By: Larry Bridgesmith
The imponderable nature of exponential change
It is difficult to wrap our minds around the idea of exponential change. Ray Kurzweil, the Google mastermind, tries to explain the idea with the fable of the peasant and the emperor.
As the fable goes, a peasant in ancient India approached the emperor with a game the peasant had created. The peasant showed the emperor how to move various game pieces across a square board of 64 smaller squares. As pawns captured knights and rooks captured queens, chess was introduced to the emperor and the world.
Impressed with the power of chess to teach strategic thinking to military leaders and diplomats, the emperor offered the peasant anything he wished as a reward. The peasant, ever modest and mindful of his station in life, responded humbly: “Emperor, I am merely a peasant and cannot ask for much.”
The emperor expressed his extreme gratitude and insisted that the peasant name anything he wished for. After much deference, the peasant simply asked, “Oh emperor, all I ask for is a simple gift to help feed my family. If you would grant me a grain of rice for the first square on the chessboard to be doubled each day for each square on the board, I would be most grateful.” In disbelief, the emperor finally granted the peasant’s wish after repeatedly offering far more than he believed the peasant had requested.

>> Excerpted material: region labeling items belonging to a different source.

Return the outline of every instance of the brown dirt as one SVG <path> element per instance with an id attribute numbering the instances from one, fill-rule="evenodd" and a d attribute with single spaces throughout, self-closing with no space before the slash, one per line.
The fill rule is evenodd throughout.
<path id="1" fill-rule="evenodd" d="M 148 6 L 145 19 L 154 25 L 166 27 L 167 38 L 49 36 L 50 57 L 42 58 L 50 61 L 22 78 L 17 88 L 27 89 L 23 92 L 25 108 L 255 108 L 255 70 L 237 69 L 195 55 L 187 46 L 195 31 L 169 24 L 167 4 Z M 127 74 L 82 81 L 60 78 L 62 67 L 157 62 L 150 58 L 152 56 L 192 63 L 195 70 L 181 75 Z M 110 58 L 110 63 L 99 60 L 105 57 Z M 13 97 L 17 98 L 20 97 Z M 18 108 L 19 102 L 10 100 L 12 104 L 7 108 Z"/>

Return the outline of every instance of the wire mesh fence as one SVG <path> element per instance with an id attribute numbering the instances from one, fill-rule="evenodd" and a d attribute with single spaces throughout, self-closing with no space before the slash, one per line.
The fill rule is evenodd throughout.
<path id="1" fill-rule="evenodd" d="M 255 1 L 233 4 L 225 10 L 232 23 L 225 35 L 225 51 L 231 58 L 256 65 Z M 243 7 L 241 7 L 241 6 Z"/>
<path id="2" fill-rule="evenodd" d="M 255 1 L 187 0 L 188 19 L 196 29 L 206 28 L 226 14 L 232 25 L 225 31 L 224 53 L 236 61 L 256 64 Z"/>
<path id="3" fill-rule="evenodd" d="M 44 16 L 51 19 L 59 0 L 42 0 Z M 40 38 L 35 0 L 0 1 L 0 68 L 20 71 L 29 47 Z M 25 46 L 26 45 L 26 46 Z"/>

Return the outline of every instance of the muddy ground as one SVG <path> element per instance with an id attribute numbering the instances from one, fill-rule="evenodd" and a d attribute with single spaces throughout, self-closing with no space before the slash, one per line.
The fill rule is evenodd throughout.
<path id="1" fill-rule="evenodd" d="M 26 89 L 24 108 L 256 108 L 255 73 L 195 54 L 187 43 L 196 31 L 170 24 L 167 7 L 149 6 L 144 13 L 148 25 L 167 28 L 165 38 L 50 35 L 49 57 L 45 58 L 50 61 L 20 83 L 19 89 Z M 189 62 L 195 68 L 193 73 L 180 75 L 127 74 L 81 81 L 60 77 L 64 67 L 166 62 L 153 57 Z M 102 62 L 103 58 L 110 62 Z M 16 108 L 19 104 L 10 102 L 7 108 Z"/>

However, on day 32, half the distance to the 64th square on the chessboard, something unexpected happened. Either the emperor lost his kingdom or the peasant lost his head. What the peasant knew, and what the emperor did not understand, was the power of exponential change. After only 32 days, one grain of rice had multiplied exponentially into a pile of rice equal to the size of the largest rice paddy in all of India. If exponential growth had continued to the 64th day, the pile of rice would have equaled the size of Mount Everest. The emperor’s vast wealth was no match for the exponential growth of his debt to the peasant.
See Erik Brynjolfsson and Andrew McAfee’s The Second Machine Age for more on exponential technology change in our digital age.
Failing to understand the exponential curve of technology advances
What does this have to do with law? Ask Motorola or Kodak. They each made fatal mistakes when they assumed that the market they served would not change as fast as the technology that served it.
In the late 1980s, Motorola started a new company called Iridium, which planned to build a network of 77 (iridium’s atomic number) low-orbit satellites to provide mobile phone access to global non-urbanized populations. $10 billion of investors’ capital was lost when the technology of mobile phone size and efficiency changed exponentially, serving the market in more cost effective ways than Motorola’s business plan assumed. This exacted a heavy toll on an established company unable to comprehend or adjust to exponential change.
Kodak fared no better after inventing digital photography technology, which was later abandoned by the company when it decided the market would change slowly, rather than than exponentially, in developing digital photography. Despite not yet having made a profit, Instagram was sold to Facebook for $1 billion in 2012. The high price tag reflected the fact that Instagram’s technology had outpaced market change; consumers, in turn, adopted the new photography platform by the millions, and Kodak was forced to file for bankruptcy.
Do lawyers believe that the market they serve will not adopt exponentially to changing technology?
Talk to the emperor.
Overcoming technophobia
How do lawyers create a more tech-friendly business? One way is to follow this helpful piece of advice: Begin where you are and grow as you go.
In technology and software development, there is a distinct difference between “waterfall” and “agile” methods. Waterfall software development requires a complete end-to-end forecasting of every twist, turn, and potential project deviation. Waterfall project plans are extremely detailed, and work cannot begin until every last detail is worked out.
In contrast, agile is a method of software development that begins where you are and grows as you go. It does not require end-to-end knowledge of the entire project before work begins.
Lawyers understand the concept of agility. That’s how they litigate, manage transactions, and represent clients in complex matters. Based on what they know when they begin, they start to work without a clear end in sight. Lawyers are more agile than waterfall by nature and experience.
As they consider technology adoption, lawyers can use an agile approach to begin with what they know and apply critical thinking and experiential learning to increase their tech savvy.